Ramirez, a hero of the 1970s Sandinista revolution that brought Ortega to power, is among hundreds of politicians, businesspeople, intellectuals, activists and religious figures who have been expelled from, or fled the central American country.
Many were stripped of their nationality.
The 82-year-old author of "Margarita, How Beautiful the Sea" and "Divine Punishment," who went into exile in Spain, is seen as his country's greatest living author.
In an interview in Guatemala where he was attending a literary festival, he said his homeland's seemingly "quiet, subdued, gagged" response to Ortega's repression belied a deeply rebellious streak.
"Nicaragua is a country that already shook off a dictatorship in the past (the brutal Somoza dynasty in 1979). And it tried to do so in 2018, which is why there was the great repression that left hundreds dead," he said.
"Deep down there is a libertarian spirit, a latent spirit of rebellion against any dictatorship. At some point, there will be a change," he said.
- 'Autocratic tendencies' -
Ramirez was part of a group of intellectuals, business people and clerics that supported the overthrow of the Somoza dictatorship.
He later served as vice-president under Ortega from 1985 to 1990.
But he broke away from the Sandinistas in 1995 in protest at what he called Ortega's "autocratic tendencies."
In 2021, he fled to Spain, shortly before he was accused by state prosecutors of trying to "destabilize" Nicaragua through his work and threatened with arrest.
The 2017 winner of the Miguel de Cervantes Prize, the most prestigious award for Spanish-language literature, hit out at Ortega's "isolationism."
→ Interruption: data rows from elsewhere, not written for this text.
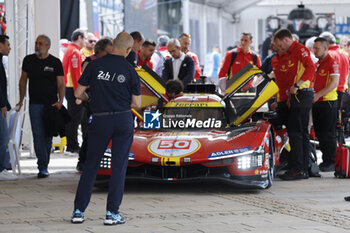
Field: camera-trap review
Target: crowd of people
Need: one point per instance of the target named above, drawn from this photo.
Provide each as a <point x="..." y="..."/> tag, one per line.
<point x="99" y="82"/>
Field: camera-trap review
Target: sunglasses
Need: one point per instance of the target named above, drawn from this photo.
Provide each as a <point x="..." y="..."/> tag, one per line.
<point x="186" y="35"/>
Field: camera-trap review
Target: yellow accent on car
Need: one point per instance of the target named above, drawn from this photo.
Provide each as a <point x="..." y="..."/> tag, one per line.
<point x="193" y="105"/>
<point x="270" y="90"/>
<point x="240" y="80"/>
<point x="150" y="80"/>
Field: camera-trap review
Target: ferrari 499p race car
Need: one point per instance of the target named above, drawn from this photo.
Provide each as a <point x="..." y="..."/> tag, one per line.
<point x="201" y="135"/>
Earlier this month, Nicaragua announced it was pulling out of UNESCO after the UN cultural agency bestowed its annual press prize on a venerable Nicaraguan newspaper whose staff were forced into exile.
Ortega has also pulled Nicaragua out of the UN Human Rights Council (UNHRC), the International Organization for Migration and the International Labour Organization over criticism of his human rights record.
Ramirez said that, even if he were allowed return to Nicaragua, he would find it "impossible to live" in a country where government critics run the risk of imprisonment, banishment or worse.
"The Nicaragua I would like to return does not exist at the moment," he said.